Gilfoyle knew that there were places enough where Kedzie and he could go and have no questions asked except, "Have you got baggage, or will you pay in advance?" But he would not take his Kedzie to any such place, any more than he would leave a chalice in a saloon for safe-keeping.
In their drowsy brains projects danced sparklingly, but they could find nothing to do except to part for the eternity of the remnant of the night. So Gilfoyle escorted Kedzie to the Hotel Belmont door, and told her to say she was an actress arrived on a late train. He stood off at a distance while he saw that she registered and was respectfully treated and led to the elevator by a page.

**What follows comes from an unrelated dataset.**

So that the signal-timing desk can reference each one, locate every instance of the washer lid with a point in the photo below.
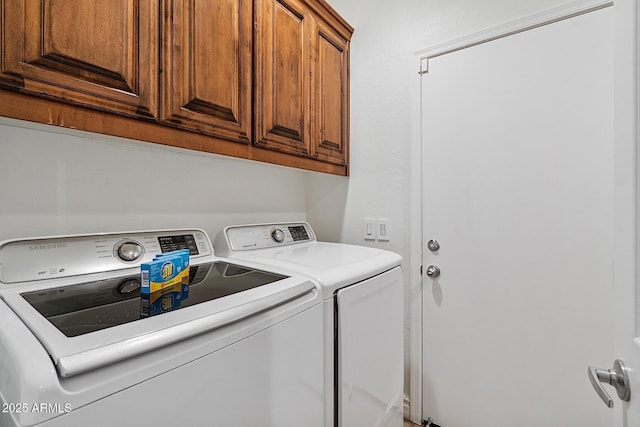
(88, 325)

Then he moved west to the Hotel Manhattan and found shelter. And thus they slept with propriety, Forty-second Street lying between them like a sword.
The alarm-clock in Gilfoyle's head woke him at seven. He hated to interrupt Kedzie's sleep, but he was afraid of his boss and he needed his salary more than ever--twice as much as ever. He telephoned from his room to Kedzie's room down the street and up ten stories and was comforted to find that he woke her out of a sleep so sound that he could hardly understand her words. But he eventually made sure that she would make haste to dress and meet him in the restaurant.
They breakfasted together at half past eight. Kedzie was aglow with the whole procedure.
"You ought to write a novel about us," she told Gilfoyle. "It would be a lot better than most of the awful stories folks write nowadays. And you'd make a million dollars, I bet. We need a lot of money now, too, don't we?"
"A whole lot," said Gilfoyle, who was beginning to fret over the probable cost of the breakfast.
It cost more than he expected--as he expected. But he was in for it, and he trusted that the Lord would provide. They bought a ring at a petty jewelry-shop in Forty-second Street and then descended to a Subway express and emerged at the Brooklyn Bridge Station.